Даже в этих торопливых разъездах по Европе, отмечает он в письме сыну, как ни парадоксально, ему видится самая «покойная жизнь на свете». Потому что вырвался на волю, потому что путешествия дают массу впечатлений, и, посещая те же места, что и десяток лет тому назад, можно представить, как изменились люди, их устремления, их статус, их повадки.
Картина воспоминаний не затмевает современный шаг жизни. Он прощается с тем, что видел, знал и пережил. Не плохо бы присмотреться, а что же изменилось, улучшилось в мире… Да улучшилось ли?
«Где эти времена, когда „Юная Германия“, в своем „прекрасном высоко“, теоретическиосвобождала отечество и в сферах чистого разума и искусства покончивала с миром преданий и предрассудков? Гейне было противно на ярко освещенной морозной высоте, на которой величественно дремал под старость Гёте…»
Примеров у Герцена, наблюдающего, как меняется культура и общество (кроме приведенного эпизода пришествия славной эпохи «Бури и натиска»), больше чем достаточно. И все же…
Он улавливает новый лихорадочный темп жизни, выразившийся, например, в устройстве всемирных выставок: «Все несется, плывет, идет, летит, тратится, домогается, глядит, устает, живет еще неудобнее, чтоб следить за успехом– чего? Ну, так, за успехами. Как будто в три-четыре года может быть такой прогресс во всем, как будто при железных дорогах такая крайность возить из угла в угол домы, машины, конюшни, пушки, чуть не сады и огороды…
…Ну, а выставки надоедят – примутся за войну, начнут рассеиваться грудами трупов, лишь бы не видеть каких-то черных точекна небосклоне…»
На повестке дня – приближающееся кровавое столкновение наполеоновской Франции и «прусского деспотизма» Бисмарка.
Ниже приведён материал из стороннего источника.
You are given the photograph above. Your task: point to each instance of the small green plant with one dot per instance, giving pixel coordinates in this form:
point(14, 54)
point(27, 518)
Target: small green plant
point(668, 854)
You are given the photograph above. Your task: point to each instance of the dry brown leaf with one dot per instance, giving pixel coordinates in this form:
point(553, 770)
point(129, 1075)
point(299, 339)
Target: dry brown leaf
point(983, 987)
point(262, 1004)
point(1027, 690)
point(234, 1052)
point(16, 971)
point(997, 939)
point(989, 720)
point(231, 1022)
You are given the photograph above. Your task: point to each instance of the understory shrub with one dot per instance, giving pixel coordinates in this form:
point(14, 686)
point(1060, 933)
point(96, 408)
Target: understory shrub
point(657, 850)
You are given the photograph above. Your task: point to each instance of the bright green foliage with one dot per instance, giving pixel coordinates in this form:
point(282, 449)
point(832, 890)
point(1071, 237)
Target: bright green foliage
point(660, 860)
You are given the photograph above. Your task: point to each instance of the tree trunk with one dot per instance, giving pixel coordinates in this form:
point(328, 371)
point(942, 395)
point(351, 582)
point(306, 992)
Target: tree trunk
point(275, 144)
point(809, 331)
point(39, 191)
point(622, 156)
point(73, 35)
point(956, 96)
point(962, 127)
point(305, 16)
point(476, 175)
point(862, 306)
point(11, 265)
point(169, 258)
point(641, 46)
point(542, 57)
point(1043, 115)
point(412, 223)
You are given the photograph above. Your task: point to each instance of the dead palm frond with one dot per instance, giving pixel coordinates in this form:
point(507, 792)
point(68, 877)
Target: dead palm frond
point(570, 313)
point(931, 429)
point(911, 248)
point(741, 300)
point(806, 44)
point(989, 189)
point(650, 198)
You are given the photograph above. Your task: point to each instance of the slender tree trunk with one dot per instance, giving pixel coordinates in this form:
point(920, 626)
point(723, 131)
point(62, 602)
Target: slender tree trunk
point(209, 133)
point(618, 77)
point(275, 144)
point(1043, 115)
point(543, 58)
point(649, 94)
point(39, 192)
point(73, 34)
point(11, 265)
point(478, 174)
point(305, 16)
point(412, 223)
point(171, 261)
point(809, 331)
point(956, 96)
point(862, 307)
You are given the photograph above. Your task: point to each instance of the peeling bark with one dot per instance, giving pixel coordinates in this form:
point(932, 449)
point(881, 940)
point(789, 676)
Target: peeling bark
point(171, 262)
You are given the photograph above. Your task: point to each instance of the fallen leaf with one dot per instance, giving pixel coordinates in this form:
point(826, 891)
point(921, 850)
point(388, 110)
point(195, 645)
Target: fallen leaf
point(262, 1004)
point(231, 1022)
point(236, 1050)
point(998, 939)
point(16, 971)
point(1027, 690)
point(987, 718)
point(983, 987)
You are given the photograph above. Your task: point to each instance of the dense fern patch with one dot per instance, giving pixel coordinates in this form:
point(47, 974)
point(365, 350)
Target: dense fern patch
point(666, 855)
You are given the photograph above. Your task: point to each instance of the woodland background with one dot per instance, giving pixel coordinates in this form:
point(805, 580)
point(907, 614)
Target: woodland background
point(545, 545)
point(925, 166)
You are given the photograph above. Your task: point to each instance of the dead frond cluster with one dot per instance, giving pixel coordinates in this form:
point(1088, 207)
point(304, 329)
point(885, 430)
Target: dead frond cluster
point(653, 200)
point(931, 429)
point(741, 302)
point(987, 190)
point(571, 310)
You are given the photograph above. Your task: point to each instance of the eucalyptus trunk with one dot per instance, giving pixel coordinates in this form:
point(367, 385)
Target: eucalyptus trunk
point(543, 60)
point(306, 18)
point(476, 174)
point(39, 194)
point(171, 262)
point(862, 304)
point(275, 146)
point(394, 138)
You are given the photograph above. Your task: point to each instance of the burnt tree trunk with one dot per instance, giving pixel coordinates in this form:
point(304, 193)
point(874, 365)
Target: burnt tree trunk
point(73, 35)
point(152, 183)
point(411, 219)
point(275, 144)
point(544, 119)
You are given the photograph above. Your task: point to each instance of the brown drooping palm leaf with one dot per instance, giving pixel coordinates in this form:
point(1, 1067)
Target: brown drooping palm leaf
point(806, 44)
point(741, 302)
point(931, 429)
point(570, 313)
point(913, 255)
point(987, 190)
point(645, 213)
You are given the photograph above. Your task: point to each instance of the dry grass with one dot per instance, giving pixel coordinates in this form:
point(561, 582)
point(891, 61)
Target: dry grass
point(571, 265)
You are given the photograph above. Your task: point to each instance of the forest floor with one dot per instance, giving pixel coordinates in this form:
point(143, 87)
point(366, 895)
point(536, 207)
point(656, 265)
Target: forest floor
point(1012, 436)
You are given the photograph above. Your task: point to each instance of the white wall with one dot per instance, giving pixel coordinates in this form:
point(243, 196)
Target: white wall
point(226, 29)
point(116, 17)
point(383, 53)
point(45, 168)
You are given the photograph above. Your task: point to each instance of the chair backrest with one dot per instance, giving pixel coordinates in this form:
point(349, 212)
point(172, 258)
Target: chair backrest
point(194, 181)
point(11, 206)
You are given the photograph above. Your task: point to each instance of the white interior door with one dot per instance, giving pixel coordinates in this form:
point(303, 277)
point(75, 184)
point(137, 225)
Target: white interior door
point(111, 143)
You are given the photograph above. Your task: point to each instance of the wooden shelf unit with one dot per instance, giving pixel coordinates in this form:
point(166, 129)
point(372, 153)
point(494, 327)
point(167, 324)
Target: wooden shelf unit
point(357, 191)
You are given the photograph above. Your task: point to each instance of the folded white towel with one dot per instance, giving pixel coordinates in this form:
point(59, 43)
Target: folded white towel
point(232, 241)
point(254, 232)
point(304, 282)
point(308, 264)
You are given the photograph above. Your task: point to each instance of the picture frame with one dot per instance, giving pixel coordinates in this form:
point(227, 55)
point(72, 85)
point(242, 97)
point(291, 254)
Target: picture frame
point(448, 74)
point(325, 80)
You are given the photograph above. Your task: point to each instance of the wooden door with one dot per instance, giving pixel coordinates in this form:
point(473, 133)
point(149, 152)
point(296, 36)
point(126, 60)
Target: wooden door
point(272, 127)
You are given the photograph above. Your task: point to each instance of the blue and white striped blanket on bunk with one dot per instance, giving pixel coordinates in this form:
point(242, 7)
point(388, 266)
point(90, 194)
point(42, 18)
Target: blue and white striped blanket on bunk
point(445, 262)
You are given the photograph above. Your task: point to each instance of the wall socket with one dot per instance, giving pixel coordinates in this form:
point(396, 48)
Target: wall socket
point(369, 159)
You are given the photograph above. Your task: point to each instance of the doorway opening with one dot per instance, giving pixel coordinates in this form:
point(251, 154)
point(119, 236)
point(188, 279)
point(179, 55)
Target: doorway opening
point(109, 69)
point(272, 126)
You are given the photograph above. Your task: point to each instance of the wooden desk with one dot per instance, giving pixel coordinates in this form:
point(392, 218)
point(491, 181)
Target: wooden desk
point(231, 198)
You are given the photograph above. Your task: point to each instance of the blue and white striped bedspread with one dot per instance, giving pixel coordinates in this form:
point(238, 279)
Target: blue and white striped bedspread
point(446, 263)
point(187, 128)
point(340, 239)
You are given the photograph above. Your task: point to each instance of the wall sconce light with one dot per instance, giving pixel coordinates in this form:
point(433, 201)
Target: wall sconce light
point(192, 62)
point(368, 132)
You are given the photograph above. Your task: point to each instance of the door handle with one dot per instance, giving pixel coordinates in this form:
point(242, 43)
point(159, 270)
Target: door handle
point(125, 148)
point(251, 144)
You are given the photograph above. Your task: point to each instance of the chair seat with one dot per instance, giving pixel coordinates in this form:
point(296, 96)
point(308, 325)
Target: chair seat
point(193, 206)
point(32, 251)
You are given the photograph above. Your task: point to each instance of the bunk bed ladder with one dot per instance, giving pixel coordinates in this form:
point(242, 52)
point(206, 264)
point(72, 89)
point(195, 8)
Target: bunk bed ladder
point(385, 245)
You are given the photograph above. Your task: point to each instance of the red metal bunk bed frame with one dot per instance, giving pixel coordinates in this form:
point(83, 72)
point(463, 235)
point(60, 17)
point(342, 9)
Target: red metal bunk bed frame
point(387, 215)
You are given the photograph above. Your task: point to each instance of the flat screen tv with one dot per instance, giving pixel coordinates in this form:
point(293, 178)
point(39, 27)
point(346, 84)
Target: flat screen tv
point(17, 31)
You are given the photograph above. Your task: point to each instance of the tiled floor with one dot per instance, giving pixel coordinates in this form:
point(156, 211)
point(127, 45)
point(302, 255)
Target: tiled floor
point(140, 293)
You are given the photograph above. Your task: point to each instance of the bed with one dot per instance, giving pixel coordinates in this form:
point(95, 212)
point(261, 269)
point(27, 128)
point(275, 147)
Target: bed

Из своих путевых впечатлений, тронутых острым пером очеркиста, Герцен, говорящий обо «всем на свете» и «без связи», как сам считает, составит последнюю, восьмую часть своих несравненных мемуаров. Отдельные фрагменты о посещениях Швейцарии, Италии, Франции станут публикациями в поредевшем материалами «Колоколе» (1865–1867), а в конце 1868-го восьмая часть «Былого и дум» полностью появится в последней, завершающей издание «Полярной звезде» (книга VIII на 1869 год).
Жизнь по-прежнему движется, подобно венецианскому карнавалу. А семейные проблемы, тревожные, мучительные, беспокойные, остаются неразрешимыми.